One way to practice honing your abundant mindset so you can discern what “help” looks like in each situation is to simply be more present in your interactions. Don’t daydream about something else or zone out. Be there. Show people they matter. Proactively offer words of encouragement before they’re even required. Make a running list of ways you’ve been helpful in the past and ways you might be helpful in the future.
There will never be one magic bullet that solves everyone’s problems. But you’ll be well-positioned to offer better support when you are proactively scanning for ways to help, rather than merely reacting as quagmires arise.
This approach contributes to a culture of mutual trust which is valuable during good times and crucial during difficult times. The proactive trust you build with your team in your day-to-day interactions can create an unshakeable bond.
3. Leverage Your Skills to Help Your Circle of Influence
Recent world events, including the pandemic, have caused a lot of worry and heartache. Almost daily we learn about more war, corruption, sickness, injustice, etc. Our circle of concern is growing and there doesn’t seem to be an end in sight. Because of this, many people need help and support more now than ever before.

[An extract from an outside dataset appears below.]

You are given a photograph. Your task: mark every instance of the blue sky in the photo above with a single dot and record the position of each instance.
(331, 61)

While we may not be able to help everyone who needs it, we can focus our efforts by narrowing our scope—from our circle of concern to our circle of influence.
Take a minute to think about the people around you.
- Who could you help tomorrow?
- Who could you help next quarter?
- How could you help them?
- What skills and resources do you have?
- How can you leverage your skills and resources to help?
Dr. Stephen Covey taught that when we help those around us, our circle of influence grows. As we focus on the things we can control, and on what we can realistically accomplish day-to-day, we will be able to help more people.
You have unique leadership skills and special gifts. Think about how you can harness your specific abilities for good right now. Don’t worry about getting it exactly right – you don’t have to be perfect to influence others. Quality support, offered earnestly and carried out competently, is a million times better than “perfect” support that is promised but never materializes.
Helpers Beget Helpers
We often hear the idea that leaders go first. Just as children watch their parents, and students watch their teachers, teams watch their leaders. Whatever you model, your team will emulate.
Doug Conant wrote in The Blueprint: “When you make helping others a priority, you create an army of helpers in your image, all of them working to help you advance the agenda in turn . . . Good begets good. Help begets help.”
Heed his advice. You can generate an entire organization of helpers by being one yourself.
The more you ask, “How can I help?,” the more others follow your lead and it becomes a virtuous circle, resulting in a culture of care and excellence.
While most things require patience, you can start being a helper today. Offer help in your very next interaction. Invest in others and see what wonders they will yield. It might not be “instant karma,” but it’s the next best thing.